I love your idea of a sexual glossary from the point of view of a Northern Jacana, Sue. Could be at the very least a wonderful poem.

Joan Lennon said...

What a wonderful alien that Jacana would make! The look of her, I mean -

Mike Hall said...

It strikes me that these are not words for women who “have a lot of sex” – at the moment I actually cannot think of a word with that meaning though I’m sure there is one – but for women who have sex with a lot of men. Does it not reflect the my sex’s inordinate fear of becoming a cuckold and possibly raising another man's child? And since the same men who fear this will often not hesitate to cuckold their fellow men they naturally have to blame someone other than themselves and invent words to denigrate the women involved.

As for men, words are definitely in short supply. I believe that romance writers are now using “man whore”, which conveys a nice feeling of disdain, though only by picking up on the connotations of “whore” and thus on male contempt for women. Whether this has yet made it out from between the covers of books is a question to which I do not know the answer.

michelle lovric said...

You are right, Mike. I am guilty of a terminological inexactitude.
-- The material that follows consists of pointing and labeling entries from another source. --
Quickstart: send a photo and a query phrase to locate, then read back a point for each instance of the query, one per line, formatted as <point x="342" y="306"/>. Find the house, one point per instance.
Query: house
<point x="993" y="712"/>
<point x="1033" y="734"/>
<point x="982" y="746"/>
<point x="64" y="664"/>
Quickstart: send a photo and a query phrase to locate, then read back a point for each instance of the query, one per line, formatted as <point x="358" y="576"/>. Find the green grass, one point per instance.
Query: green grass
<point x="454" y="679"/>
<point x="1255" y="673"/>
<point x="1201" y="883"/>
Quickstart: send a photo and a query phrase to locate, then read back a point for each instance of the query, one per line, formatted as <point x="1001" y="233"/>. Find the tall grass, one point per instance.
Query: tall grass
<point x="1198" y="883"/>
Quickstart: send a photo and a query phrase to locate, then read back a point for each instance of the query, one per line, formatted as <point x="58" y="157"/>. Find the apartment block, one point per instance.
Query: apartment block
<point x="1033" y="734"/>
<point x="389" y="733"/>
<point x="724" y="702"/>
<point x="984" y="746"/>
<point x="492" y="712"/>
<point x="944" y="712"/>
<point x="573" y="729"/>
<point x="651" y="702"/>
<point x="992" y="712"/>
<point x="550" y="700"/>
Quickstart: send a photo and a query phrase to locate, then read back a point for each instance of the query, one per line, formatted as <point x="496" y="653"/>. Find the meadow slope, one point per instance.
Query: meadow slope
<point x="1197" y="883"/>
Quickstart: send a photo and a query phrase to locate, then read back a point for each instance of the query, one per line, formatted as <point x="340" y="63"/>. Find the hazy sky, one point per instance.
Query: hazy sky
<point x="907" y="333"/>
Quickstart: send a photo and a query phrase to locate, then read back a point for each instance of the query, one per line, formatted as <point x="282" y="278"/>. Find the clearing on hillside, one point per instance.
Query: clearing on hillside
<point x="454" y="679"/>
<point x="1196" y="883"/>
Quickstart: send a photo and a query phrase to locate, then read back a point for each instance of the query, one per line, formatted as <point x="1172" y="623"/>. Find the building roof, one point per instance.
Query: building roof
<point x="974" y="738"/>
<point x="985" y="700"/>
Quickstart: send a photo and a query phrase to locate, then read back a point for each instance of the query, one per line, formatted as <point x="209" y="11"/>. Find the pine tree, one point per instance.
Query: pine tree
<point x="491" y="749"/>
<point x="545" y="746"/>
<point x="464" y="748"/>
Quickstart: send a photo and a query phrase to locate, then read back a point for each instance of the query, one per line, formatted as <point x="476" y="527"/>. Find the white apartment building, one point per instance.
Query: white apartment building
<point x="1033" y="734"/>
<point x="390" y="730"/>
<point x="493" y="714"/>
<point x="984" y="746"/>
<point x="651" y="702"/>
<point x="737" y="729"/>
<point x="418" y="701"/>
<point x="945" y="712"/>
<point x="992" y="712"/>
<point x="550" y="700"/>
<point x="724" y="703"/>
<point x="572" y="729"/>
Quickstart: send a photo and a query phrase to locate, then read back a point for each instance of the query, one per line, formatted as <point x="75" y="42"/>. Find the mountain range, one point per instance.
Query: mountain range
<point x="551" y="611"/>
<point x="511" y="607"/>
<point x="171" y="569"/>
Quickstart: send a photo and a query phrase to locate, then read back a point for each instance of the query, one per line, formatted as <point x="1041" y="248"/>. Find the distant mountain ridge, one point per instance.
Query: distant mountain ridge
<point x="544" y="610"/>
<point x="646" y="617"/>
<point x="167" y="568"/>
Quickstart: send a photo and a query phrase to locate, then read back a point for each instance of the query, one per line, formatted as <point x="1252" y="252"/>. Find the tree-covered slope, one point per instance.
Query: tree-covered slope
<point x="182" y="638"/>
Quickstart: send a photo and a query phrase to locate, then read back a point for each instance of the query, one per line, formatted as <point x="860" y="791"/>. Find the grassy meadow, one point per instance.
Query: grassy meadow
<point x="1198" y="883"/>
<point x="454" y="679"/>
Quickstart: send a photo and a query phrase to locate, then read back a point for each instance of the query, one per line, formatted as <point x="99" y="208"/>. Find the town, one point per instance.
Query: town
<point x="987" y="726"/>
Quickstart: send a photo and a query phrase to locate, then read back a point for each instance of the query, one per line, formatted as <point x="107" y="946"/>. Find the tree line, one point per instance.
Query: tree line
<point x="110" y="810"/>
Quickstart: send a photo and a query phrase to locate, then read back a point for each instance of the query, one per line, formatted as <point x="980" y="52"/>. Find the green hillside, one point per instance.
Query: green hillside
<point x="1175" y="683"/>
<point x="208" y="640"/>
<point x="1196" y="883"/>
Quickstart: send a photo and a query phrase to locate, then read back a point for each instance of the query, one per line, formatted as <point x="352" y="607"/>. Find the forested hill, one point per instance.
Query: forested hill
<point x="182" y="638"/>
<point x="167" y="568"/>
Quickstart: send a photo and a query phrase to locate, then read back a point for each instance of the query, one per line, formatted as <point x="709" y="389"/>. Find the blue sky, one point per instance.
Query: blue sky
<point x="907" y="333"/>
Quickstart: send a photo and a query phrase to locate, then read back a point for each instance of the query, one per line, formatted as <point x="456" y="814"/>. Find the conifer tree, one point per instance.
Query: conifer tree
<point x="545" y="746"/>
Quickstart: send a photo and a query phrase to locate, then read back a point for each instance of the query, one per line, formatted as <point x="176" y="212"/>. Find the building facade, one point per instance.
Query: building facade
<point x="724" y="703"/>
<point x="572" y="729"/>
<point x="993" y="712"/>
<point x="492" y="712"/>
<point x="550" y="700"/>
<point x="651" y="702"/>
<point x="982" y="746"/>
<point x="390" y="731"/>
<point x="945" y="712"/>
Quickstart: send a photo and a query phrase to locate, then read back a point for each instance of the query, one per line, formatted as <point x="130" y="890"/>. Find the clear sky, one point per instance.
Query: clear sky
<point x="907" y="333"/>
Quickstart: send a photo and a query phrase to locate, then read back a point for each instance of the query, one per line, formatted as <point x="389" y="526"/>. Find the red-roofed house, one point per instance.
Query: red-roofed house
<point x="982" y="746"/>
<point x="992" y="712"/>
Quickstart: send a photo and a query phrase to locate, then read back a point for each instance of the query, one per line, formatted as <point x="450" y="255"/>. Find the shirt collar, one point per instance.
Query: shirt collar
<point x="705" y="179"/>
I think it should be 'women who have sex with a lot of different men'.
And yes, these insults may have a subtext of discouraging cuckoldry.
Man whore? We still need a single dedicated word for this phenomenon, replete with disdain.

Leslie Wilson said...

Great blog and lovely pictures! To add to your litany of derogatory comments about 'promiscuous ' women, Cyprian, bit of muslin, Paphian, Impure.. But as for men - skirt-chaser? Male nymphomaniac. H'mm. Clearly it is about men's insecurities about their children being (or not being) their own. If property was passed down matrilineally, as happens in some cultures, I wonder if there is more importance given to female monogamy then? Not very good English. sorry!

Nick Green said...

I've noticed a similar thing with swear words. What's generally regarded as the worst word to say / call someone? Yes, that's the one. But the masculine equivalent is 'a dick' which just means, 'a bit of an idiot'. See the difference in force. Contempt for the female is absolutely ingrained in the language.

True story: My six year old asked me why Santa says bad words. What bad words, I asked. He replied, 'Ho, Ho, Ho.'
I wish I was making that up, but I'm not.

Lydia Syson said...

Ha, ha, ha!

No hands going up here, but is there anyone in particular at the Borough of Southwark to whom we could write to request their definition of 'forthwith'? Case number?

michelle lovric said...

Bless you, Lydia, but I am afraid writing to Southwark does not appear to yield any results, judging by the number of emails and letters that have gone under the bridge. I appreciate it that you are prepared to do it, though! I know you are serious.

michelle lovric said...

Nick, that is the best Christmas joke ever, unfortunately.

Admin said...

Humph. Are you taking my name in vain?